I'm thinking of ways to ensure my band sounds great at every gig. I found a digital mixer called Behringer XR18, which is capable of setting up, saving, and restoring stage presets at a click of a button. My assumption is that if we hired a proper sound engineer to set us up once and save it as a preset (or a number of presets in case we need more), we would be able to go to gigs and sound great, giving the sound guys a stereo out only, and ask them to handle the drums.
I know that different stages require different sound. As far as I know, stage sound engineers traditionally handle this mostly with the channel eq controls of their mixers as well as lowering the volume on the bass if the room is bass-heavy, or making the vocals / sologuitar louder if the room diminishes highs. This is a very simplistic generalisation of course, and I may be wrong in these assumptions. I would be happy to learn where I'm mistaken.
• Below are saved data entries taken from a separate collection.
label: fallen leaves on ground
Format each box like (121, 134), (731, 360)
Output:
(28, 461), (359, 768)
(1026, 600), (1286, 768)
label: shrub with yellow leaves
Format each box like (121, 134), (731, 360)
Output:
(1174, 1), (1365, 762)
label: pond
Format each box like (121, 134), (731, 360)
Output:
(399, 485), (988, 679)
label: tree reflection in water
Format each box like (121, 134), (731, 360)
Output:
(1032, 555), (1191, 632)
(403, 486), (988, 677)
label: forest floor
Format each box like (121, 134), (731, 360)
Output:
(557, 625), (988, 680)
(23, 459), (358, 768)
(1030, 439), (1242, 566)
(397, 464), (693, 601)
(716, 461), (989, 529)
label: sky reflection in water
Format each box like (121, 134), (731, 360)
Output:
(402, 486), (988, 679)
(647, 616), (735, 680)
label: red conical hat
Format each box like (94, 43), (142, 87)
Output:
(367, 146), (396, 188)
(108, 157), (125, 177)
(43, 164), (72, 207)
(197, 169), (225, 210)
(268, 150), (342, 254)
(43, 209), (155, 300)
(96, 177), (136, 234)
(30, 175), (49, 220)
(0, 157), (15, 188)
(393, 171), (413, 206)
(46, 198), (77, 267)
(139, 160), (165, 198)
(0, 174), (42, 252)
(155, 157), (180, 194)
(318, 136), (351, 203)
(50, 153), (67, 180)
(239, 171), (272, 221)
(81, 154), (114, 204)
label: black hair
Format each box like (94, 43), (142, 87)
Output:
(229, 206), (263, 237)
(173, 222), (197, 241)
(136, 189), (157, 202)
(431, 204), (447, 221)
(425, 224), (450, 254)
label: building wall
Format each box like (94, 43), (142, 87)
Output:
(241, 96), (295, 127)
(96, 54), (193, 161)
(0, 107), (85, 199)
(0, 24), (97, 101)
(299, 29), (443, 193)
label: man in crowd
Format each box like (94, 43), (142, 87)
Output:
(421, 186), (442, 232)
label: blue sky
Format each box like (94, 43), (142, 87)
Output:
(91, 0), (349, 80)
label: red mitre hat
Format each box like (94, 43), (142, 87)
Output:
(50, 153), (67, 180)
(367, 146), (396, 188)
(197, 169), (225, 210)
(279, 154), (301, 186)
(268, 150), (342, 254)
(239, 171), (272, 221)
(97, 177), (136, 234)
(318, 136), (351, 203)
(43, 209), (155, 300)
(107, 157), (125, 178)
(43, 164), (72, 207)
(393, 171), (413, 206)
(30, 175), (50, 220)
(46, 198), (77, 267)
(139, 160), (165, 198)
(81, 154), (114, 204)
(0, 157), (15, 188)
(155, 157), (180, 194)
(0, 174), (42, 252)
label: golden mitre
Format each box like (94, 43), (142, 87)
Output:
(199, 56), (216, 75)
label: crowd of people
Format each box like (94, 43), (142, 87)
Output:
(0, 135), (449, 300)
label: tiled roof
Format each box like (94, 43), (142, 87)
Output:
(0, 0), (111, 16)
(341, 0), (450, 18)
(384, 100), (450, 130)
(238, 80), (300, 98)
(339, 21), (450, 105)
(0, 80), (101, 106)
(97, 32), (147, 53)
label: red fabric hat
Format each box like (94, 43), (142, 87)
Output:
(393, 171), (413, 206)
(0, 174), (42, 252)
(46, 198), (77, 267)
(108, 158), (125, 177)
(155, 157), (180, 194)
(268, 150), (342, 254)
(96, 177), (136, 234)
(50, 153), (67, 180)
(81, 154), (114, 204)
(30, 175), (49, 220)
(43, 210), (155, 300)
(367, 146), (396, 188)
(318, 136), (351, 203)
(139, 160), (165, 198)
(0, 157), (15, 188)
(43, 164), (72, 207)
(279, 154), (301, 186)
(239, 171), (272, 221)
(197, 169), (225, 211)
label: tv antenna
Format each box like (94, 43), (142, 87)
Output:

I would think that if I gave them a stereo out, EQing that stereo signal would achieve a similar EQ envelope that sounds good in that room without messing up the balance between the instruments / vocals.
This would also fasten the setup process, as this particular hardware has 6 buses, so we would be able to pre-mix our monitors as well. In this scenario, we would take our own guitar amps, and they would go directly to the sound card without a mic set up.
Do you think this is a reasonable assumption, or are there nuances that I haven't taken into account?